Шрифт:
Интервал:
Закладка:
В конце месяца объявилась хозяйка. Ничего неожиданного в ее визите не было, они заранее договорились, что Вера будет сама снимать показания счетчиков и высчитывать квартплату; Джен была только рада переложить хлопоты на чужие плечи, хоть и опасалась, что ради этого придется вставать в лютую рань: квартирные хозяева всего мира почему-то обожают улаживать дела чуть ли не на рассвете, исключений из этого правила она пока не встречала.
Так и вышло: Вере приспичило заявиться в девять утра и ни минутой позже. Как будто счетчики – это коровы, которых надо подоить к определенному сроку. Удивительно все-таки устроены люди, великие мастера усложнять жизнь себе и друг другу, думала Джен, открывая ей дверь.
Вера, надо сказать, выглядела не лучшим образом. Побледнела, осунулась, кажется, даже стала меньше ростом. И голову ей не мешало бы помыть. Ранние подъемы до добра не доводят, Джен это знала всегда.
Ладно, ее проблемы.
Впустила Веру в дом и сразу отправилась на кухню варить кофе – себе и гостье, если та пожелает. А если откажется, тем лучше, вторая чашка кофе еще никогда никому не вредила. Особенно таким пасмурным дождливым утром, человеку, не проспавшему и четырех часов.

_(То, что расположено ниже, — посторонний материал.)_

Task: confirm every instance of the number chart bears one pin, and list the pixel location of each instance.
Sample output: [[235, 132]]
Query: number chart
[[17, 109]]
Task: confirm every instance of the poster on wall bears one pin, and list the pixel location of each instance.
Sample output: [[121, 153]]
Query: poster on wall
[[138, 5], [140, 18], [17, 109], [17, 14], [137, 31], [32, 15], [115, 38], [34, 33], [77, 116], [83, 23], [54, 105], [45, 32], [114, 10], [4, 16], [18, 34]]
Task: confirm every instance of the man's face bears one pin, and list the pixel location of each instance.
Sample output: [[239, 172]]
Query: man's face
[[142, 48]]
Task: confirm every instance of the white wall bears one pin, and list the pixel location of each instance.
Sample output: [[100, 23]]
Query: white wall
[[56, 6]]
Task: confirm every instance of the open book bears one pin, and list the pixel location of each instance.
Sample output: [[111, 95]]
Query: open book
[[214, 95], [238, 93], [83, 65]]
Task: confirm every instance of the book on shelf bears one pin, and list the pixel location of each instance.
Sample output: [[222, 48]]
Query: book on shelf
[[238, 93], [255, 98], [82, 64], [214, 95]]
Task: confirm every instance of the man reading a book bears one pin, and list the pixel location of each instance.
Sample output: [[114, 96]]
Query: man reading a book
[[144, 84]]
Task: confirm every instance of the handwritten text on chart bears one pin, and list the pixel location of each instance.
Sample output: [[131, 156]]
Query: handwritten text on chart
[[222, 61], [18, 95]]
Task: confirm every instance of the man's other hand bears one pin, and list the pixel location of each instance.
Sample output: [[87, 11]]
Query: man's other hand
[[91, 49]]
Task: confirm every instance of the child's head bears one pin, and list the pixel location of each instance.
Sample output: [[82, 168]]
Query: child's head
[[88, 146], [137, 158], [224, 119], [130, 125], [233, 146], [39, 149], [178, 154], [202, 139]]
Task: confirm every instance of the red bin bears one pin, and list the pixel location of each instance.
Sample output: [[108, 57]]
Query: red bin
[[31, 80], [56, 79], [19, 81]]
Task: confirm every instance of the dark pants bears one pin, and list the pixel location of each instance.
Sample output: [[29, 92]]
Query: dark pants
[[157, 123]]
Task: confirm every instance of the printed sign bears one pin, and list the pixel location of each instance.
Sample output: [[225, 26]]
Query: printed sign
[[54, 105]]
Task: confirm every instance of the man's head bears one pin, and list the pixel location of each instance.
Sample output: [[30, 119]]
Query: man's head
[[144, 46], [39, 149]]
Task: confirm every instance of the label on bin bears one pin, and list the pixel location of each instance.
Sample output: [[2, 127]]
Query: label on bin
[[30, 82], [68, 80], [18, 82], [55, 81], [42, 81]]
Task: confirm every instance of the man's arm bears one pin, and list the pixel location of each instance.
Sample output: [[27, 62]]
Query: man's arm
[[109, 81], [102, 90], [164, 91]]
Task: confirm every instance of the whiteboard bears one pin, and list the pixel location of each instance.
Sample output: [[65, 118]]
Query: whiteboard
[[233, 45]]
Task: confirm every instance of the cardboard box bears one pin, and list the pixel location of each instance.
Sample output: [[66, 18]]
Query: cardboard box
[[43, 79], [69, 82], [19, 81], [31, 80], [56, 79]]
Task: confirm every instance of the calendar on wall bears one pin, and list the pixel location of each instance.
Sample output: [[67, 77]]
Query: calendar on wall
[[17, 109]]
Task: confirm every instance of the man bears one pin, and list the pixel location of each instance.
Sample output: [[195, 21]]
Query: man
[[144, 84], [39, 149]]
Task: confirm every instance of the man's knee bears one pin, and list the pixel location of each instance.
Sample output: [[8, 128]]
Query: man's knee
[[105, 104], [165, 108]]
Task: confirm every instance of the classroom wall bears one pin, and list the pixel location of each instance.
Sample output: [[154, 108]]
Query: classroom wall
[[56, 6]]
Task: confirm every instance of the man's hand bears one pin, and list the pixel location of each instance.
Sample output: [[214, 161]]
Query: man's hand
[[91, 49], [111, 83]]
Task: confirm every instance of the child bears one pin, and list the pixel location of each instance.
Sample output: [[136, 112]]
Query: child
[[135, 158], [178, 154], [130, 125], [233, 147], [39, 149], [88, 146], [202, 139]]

Вера возилась со счетчиками довольно долго. Джен за это успела не только сварить и выпить кофе, но и трижды ее позвать. Наконец отправилась на поиски и обнаружила квартирную хозяйку в ванной. Вера стояла там, обняв новенький бойлер, как самое близкое в мире существо, и безутешно рыдала, уткнувшись носом в его блестящий белый бок.
– Неужели я использовала так много воды? – удивилась Джен. – Или газа? Странно. До сих пор мои расходы не доводили до слез даже меня саму.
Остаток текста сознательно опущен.